Understanding Carrier Comparisons
A comprehensive signal survey measures all available carriers simultaneously. Your dashboard should provide carrier-by-carrier comparisons that reveal which networks perform best and worst at your facility.
Why carrier comparison matters: In a multi-tenant building, occupants use different carriers. A DAS system typically needs to support all major carriers to serve the entire building population. Carrier comparison data shows which networks need the most improvement and helps prioritize DAS design decisions.
Look for:
- Consistently poor carrier: If one carrier performs significantly worse than others, their tower placement or frequency allocation may be particularly unfavorable for your location. This data is valuable when negotiating with carriers about DAS participation.

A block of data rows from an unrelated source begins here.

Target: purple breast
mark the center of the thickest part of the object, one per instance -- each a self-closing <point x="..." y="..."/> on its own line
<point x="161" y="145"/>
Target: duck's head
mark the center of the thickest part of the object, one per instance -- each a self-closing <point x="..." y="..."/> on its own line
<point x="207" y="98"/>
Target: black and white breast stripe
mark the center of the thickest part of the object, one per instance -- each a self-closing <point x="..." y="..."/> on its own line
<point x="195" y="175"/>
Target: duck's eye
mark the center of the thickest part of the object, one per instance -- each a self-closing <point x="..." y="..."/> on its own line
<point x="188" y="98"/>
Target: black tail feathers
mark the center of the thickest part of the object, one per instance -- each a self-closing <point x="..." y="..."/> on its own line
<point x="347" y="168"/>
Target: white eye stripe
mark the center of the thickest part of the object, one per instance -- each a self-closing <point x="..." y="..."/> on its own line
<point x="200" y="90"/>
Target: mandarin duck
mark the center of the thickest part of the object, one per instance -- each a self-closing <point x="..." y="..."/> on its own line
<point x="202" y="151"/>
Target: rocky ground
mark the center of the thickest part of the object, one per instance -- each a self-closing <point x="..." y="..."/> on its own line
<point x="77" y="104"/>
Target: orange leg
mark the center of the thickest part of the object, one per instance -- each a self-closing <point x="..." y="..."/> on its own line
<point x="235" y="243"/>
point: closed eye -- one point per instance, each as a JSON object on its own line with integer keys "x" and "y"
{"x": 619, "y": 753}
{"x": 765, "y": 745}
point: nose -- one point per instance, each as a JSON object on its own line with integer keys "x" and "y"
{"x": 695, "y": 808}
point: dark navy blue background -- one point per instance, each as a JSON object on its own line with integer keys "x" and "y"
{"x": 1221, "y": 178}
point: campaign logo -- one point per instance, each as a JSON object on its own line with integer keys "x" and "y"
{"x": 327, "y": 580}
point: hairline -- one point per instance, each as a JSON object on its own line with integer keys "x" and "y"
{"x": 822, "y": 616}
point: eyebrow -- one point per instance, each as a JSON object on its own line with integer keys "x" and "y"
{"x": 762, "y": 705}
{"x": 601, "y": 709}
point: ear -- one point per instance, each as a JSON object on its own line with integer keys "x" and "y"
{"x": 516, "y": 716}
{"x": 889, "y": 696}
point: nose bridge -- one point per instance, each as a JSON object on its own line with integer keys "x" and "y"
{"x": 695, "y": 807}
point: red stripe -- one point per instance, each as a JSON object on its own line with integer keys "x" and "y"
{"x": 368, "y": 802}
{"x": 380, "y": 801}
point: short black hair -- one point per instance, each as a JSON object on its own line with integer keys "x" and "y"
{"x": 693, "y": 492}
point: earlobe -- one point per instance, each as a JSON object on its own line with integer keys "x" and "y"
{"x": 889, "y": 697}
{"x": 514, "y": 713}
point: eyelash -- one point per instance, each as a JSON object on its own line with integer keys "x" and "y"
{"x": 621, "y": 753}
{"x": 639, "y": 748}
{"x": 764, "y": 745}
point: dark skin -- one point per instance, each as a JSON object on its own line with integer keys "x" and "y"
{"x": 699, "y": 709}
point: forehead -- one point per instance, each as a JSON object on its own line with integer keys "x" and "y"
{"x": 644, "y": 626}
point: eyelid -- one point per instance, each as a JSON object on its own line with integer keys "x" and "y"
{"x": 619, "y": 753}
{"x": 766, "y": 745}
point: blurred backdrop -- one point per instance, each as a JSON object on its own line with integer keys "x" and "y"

- Band-specific issues: Some carriers may have strong low-band coverage but poor mid-band performance at your facility. This affects 5G readiness and overall capacity.
- Coverage consistency: A carrier that shows spotty coverage with highly variable signal levels may be more problematic than one with uniformly moderate signal, because inconsistency causes more dropped connections than steady weak signal.
What "Good" Signal Looks Like
For DAS planning and RFP purposes, industry guidelines define target signal levels for indoor environments. While specific requirements vary by application, general benchmarks for acceptable indoor coverage are:
- RSRP: Better than -95 dBm across at least 90% of the covered area
- RSRQ: Better than -12 dB across at least 90% of the covered area
- SINR: Better than 5 dB across at least 90% of the covered area
Your dashboard's compliance scoring feature compares measured values against these thresholds (or custom thresholds you define) and calculates a compliance percentage for each metric and carrier. This single number—"78% of test points meet RSRP threshold"—is one of the most actionable data points for DAS decision-making.
Using Dashboard Data for DAS RFP Decisions
The ultimate purpose of a signal survey dashboard for many facility managers is to inform DAS procurement. Here is how to translate dashboard insights into RFP-ready decisions:
Documenting the Need
Your dashboard provides the evidence that DAS is necessary. When presenting to stakeholders or executives, focus on compliance scores (e.g., "only 45% of the building meets minimum RSRP thresholds for AT&T"), heatmap visualizations of coverage gaps, and carrier comparison data showing which networks are most affected.
Setting Performance Targets
Use your baseline survey data to set specific, measurable DAS performance targets in the RFP. Instead of "improve indoor coverage," specify "achieve RSRP of -85 dBm or better across 95% of all occupied areas for all Tier 1 carriers." Survey data makes these targets credible and verifiable.
Evaluating Vendor Proposals
When DAS integrator proposals arrive, compare their predicted coverage improvements against your survey baseline. Vendors who have access to your survey data can provide more accurate designs and cost estimates. After installation, a follow-up survey using the same methodology validates that contractual performance targets have been met.
Ongoing Monitoring
If your dashboard supports data updates, periodic resurveys can track coverage changes over time. This is valuable for identifying degradation, validating DAS performance after installation, and planning future upgrades as carriers deploy new frequency bands and technologies.
Your signal survey dashboard transforms complex RF data into actionable business intelligence. By understanding the key metrics, reading heatmaps effectively, and connecting the data to procurement decisions, you can confidently manage your facility's wireless infrastructure investment.